Saturday, February 28, 2009

Aikido 2/28/09

Our Aikido class this morning focused solely on suwariwaza. We went over (I think) the first 4 techniques from Ichikata. This was pretty much an introduction of suwariwaza to me, so forgive me for not being very descriptive of the techniques. However, Pat recently wrote an excellent article on his blog about just what we did today. Please take a moment to read it here. I think we did everything except the last one he describes ("juntai timing").

More meaningful to me than the individual techniques today, was the conceptual discussion we had about the value of suwariwaza practice. Let me see if I can convey what we talked about, as I understand it. I'll extrapolate on what was discussed, based on my further consideration of it throughout the day (feel free to chime in, Pat):

We train to have a "hierarchy of responses" to aggression. We have tactics and strategies that are more preferable to employ and those that are less preferable. For instance, the most preferable way to deal with an attack would be to not be present when the attack occurs. We attempt this by trying to avoid environments or situations where attack would be likely, when possible. Now, there are times when we may not be able to avoid those environments, or when violence happens outside of its "likely" territory. So we move to the next most preferable tactic (in our system) - stay out of maai. If a bad guy breaks maai, the next response on our list is to evade (get off the line of attack). If you can't evade/escape, you may need to resort to technique "X". If "X" doesn't save your bacon, you have technique "Y", and so on ("nothing ever works").

This is what we try to internalize, not something we try to decipher if and when a situation turns sour. So the wordy process above just happens automatically, and is not an OODA loop nightmare.
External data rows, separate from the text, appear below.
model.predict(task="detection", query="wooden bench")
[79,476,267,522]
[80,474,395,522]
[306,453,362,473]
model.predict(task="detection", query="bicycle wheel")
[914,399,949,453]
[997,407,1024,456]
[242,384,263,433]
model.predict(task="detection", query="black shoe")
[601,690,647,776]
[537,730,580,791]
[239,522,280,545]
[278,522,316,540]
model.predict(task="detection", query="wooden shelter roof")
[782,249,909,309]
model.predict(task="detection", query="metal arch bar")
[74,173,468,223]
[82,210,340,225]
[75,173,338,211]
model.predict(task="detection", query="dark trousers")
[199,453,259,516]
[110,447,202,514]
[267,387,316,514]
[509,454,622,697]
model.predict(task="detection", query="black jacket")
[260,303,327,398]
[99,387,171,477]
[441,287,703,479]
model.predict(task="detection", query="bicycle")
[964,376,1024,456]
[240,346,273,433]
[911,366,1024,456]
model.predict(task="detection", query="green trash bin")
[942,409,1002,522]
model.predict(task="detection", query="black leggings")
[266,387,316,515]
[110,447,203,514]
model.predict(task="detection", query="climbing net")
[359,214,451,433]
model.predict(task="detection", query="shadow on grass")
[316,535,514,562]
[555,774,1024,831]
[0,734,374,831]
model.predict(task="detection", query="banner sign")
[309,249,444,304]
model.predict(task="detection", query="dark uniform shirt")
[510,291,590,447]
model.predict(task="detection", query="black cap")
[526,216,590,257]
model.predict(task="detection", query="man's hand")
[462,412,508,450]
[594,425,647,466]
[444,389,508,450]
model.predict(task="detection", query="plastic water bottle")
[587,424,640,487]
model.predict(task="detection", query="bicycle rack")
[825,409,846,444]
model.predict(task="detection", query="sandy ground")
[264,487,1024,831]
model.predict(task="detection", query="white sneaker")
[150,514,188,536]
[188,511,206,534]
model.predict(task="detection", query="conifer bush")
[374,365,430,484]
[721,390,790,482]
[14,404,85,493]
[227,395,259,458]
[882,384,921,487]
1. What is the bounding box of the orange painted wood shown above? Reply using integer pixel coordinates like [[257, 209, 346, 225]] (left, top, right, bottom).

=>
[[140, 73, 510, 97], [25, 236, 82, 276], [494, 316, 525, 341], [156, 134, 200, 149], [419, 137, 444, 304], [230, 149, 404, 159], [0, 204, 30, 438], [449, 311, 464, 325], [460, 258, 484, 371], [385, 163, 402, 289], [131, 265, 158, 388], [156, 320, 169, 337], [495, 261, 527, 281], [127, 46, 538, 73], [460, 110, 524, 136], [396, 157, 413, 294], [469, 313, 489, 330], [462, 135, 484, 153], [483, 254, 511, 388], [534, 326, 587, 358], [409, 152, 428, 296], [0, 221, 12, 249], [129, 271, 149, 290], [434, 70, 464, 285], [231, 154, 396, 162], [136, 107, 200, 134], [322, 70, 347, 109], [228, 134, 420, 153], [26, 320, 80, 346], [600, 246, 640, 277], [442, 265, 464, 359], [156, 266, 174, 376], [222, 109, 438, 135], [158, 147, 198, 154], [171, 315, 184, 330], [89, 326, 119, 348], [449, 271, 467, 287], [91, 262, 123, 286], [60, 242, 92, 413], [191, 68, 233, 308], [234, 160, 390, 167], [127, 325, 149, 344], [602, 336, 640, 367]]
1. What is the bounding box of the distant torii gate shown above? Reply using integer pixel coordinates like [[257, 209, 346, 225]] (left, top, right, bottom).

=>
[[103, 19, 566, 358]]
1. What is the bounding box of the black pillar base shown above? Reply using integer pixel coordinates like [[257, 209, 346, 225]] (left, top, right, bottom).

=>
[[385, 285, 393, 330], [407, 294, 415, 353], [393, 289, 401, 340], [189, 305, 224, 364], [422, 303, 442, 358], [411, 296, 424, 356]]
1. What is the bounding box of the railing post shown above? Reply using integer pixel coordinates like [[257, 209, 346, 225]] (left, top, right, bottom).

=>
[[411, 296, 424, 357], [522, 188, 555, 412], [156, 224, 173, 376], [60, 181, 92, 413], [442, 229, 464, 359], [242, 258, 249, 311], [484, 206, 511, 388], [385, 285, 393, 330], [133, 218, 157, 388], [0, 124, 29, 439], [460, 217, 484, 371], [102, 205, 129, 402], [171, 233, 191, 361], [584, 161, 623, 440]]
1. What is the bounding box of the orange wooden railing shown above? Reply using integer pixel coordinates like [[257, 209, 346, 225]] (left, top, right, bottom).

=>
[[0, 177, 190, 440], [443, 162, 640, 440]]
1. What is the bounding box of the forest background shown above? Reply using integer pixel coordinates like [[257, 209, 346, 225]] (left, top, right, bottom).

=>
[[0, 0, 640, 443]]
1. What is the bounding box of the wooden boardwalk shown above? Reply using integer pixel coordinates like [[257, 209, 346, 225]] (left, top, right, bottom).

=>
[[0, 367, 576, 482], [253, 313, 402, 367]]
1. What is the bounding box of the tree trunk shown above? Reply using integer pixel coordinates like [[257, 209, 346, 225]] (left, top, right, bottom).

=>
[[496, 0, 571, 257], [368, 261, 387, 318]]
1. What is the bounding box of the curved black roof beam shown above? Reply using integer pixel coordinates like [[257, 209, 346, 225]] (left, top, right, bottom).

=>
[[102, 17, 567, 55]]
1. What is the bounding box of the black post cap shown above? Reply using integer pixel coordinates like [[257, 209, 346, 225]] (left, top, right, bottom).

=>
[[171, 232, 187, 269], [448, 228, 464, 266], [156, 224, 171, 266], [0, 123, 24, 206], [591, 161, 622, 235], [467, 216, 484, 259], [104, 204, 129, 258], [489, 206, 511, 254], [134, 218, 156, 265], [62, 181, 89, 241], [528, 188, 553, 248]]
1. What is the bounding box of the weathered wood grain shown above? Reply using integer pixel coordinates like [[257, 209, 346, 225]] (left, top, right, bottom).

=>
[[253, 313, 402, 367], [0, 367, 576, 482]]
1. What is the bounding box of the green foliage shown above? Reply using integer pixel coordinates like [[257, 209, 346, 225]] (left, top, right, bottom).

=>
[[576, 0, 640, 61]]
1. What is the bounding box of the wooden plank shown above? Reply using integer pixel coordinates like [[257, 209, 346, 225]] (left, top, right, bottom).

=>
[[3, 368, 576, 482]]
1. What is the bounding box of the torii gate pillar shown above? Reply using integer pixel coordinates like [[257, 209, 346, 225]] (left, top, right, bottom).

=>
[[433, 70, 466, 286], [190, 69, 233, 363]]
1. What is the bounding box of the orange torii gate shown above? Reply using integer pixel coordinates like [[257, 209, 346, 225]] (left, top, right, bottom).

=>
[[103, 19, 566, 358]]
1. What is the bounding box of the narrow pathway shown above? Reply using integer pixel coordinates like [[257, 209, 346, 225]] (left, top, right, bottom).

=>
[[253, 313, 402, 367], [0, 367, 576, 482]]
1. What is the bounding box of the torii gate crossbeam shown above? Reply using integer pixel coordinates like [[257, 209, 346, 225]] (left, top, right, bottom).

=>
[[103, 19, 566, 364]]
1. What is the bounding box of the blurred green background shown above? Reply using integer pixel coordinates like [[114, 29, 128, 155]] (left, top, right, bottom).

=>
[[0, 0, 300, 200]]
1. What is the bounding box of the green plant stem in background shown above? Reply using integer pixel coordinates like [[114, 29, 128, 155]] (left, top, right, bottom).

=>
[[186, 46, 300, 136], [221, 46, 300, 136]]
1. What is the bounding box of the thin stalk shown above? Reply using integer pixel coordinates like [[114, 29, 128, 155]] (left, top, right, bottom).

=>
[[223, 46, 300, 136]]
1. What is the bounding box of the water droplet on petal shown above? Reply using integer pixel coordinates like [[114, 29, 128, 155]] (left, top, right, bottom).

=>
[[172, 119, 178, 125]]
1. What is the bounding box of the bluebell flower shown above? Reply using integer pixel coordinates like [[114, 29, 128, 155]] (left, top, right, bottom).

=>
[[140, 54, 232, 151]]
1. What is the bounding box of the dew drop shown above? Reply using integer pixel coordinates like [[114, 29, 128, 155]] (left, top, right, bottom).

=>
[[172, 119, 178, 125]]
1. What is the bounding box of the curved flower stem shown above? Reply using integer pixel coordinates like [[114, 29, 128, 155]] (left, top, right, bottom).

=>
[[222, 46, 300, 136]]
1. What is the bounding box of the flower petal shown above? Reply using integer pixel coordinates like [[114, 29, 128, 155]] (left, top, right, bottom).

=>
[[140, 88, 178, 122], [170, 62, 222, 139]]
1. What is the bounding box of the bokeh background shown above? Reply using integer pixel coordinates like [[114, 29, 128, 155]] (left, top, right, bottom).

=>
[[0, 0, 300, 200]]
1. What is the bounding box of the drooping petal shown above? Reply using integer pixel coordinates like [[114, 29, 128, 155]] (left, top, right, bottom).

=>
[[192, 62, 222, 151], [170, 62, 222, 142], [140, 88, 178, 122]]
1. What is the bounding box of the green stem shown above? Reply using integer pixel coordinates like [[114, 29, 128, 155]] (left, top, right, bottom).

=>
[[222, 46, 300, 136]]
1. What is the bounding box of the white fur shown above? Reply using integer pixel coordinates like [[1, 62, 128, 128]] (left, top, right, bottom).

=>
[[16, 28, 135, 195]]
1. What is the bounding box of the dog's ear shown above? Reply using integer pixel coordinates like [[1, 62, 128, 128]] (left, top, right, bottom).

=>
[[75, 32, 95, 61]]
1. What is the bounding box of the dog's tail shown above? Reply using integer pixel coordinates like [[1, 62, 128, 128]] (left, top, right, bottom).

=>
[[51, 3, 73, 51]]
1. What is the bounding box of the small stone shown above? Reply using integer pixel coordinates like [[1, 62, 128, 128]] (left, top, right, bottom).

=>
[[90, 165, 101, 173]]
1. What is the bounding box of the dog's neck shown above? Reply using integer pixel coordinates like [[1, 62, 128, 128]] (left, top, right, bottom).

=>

Anyway, suwariwaza (kneeling techniques), remove a few of the options, so we can focus on others. For one thing, you begin well inside maai, so you're not dealing with that aspect of an encounter. Kneeling also inhibits your evasion, so right there you have a couple options gone. As Nick Lowry wrote in his great book on Aikido, "By learning to work from the worst possible position, and excel, we find it easier to function in all the more superior positions." (Aikido; Principles of Kata and Randori, p. 61) Suwariwaza puts us in a less-than-ideal position. We discussed how suwariwaza teaches us to synch up with uke's up and down motions and to "occupy the center" and how these things relate to the generation of power.